Former Brock University master’s student Esther Knegt works underwater in Sicily during a research trip in 2018. Brock University photo

Brock University press release – Beneath the waters off the southeast coast of Sicily lies a shipwreck that tells scintillating tales of ancient Mediterranean commerce, culture, and connectedness.

The so-called ‘Church Wreck’ that dates back to the sixth-century AD transported marble components of a late antique church as its primary cargo.

During their seven years of study at Marzamemi, Italy, Brock University Associate Professor of Classics Elizabeth Greene and collaborators from Stanford University, Suor Orsola Benincasa University, and the Soprintendenza del Mare in Sicily have also found ceramic containers that were likely filled with wine or olive oil, the sailors’ own dining wares, and nails from a surprisingly lightly built vessel.

“These indicate the interdependence of high-end official shipments and everyday private commerce,” says Greene.

Greene and her colleagues are eager to share their research findings with a broad audience in a vivid, interactive and engaging way, linking the church wreck to other maritime activities such as naval warfare, fishing, and migration.

They will now be able to do so thanks to funding from the Canada Foundation for Innovation’s John R. Evans Leaders Fund (JELF).

Greene is among three Brock researchers being awarded more than $455,000 from the fund, which helps “exceptional researchers at universities across the country conduct leading-edge research by giving them the tools and equipment they need to become leaders in their field.”

Brock University Professor of Chemistry Georgii Nikonov and Professor of Physics Fereidoon Razavi also received funding.

Associate Vice-President, Research Michelle McGinn lauds the JELF, saying that such support is foundational for Brock and other universities “to pursue work that makes a difference in society.

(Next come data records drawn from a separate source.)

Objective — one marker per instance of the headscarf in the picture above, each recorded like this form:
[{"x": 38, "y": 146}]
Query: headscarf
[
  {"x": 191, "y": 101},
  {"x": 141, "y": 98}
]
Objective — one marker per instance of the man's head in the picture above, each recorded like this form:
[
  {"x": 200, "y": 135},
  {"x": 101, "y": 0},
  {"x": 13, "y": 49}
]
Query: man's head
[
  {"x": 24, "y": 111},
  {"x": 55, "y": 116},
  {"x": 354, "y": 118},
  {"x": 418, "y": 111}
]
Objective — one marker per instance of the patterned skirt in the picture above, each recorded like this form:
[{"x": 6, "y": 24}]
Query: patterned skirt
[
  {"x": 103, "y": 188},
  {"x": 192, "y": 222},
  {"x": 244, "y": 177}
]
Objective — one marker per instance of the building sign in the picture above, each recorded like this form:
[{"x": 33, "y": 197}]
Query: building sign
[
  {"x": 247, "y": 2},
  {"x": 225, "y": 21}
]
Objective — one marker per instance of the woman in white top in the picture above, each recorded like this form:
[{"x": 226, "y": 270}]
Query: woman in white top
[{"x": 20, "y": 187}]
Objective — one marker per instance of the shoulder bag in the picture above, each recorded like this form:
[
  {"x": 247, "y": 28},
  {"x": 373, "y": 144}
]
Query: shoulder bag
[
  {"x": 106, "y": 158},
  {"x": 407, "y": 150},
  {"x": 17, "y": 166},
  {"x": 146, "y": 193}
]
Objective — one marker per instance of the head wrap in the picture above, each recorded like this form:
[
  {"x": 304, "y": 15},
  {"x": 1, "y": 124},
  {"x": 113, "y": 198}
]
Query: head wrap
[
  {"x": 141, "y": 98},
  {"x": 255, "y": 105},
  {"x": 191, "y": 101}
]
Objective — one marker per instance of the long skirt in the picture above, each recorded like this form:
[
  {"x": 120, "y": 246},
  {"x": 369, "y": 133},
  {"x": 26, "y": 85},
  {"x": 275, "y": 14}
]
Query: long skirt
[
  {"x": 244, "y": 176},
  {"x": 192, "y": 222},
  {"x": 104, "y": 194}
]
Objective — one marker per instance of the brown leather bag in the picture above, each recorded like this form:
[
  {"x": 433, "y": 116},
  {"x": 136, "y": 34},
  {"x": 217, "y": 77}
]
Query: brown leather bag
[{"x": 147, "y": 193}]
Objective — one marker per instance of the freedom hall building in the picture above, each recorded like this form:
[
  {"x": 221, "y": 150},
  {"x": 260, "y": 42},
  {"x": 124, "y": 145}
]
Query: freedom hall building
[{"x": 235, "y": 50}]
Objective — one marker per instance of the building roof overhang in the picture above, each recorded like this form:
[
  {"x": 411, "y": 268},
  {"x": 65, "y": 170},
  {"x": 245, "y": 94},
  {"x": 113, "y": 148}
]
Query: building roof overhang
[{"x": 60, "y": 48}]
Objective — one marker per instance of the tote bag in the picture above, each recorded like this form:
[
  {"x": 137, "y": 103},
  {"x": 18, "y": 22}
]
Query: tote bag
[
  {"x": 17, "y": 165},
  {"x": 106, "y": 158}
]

“This work cannot happen without substantial investment in infrastructure,” she says. “I’m excited that this funding places state-of-the-art equipment into the hands of our researchers and scholars as they contribute greater knowledge and insights into their fields.”

The new equipment also means enhanced experiential learning opportunities for graduate and undergraduate students, says McGinn.

Among the equipment and software, Greene will be purchasing is a 3D laser scanner for recording, reconstructing and displaying ancient and historic watercraft. This and other equipment will shed light on “contemporary issues of human connectivity,” says Greene.

“Guided by new advances in technology for 3D documentation, our innovative approach to heritage situates archaeological exploration of the past as a means of gaining perspective into the present and future experiences of the people who cross the Mediterranean and the seas that divide and bridge our global society,” says Greene.

With his funding, Nikonov will be replacing a key part of Brock’s Nuclear Magnetic Resonance (NMR) spectrometer.

“NMR spectroscopy is the main physico-chemical technique for characterizing a wide spectrum of organic, biological and inorganic objects,” says Nikonov, noting that the current console, which is to be replaced, is outdated and obsolete.

“The new, replacement console and its accompanying software will support Brock’s current and future research endeavours in chemistry, physics, biochemistry, biotechnology and biology,” he says.

With his funding, Razavi will be purchasing a Scanning Electron Microscope (SEM), “a fundamental piece of infrastructure that every research-intensive university should own because it is of such widespread use in all areas of science,” he says.

The SEM is an “essential tool” that examines the microstructure of materials and the elemental composition of compounds. Razavi says the microscope is used in physics, health and life sciences research.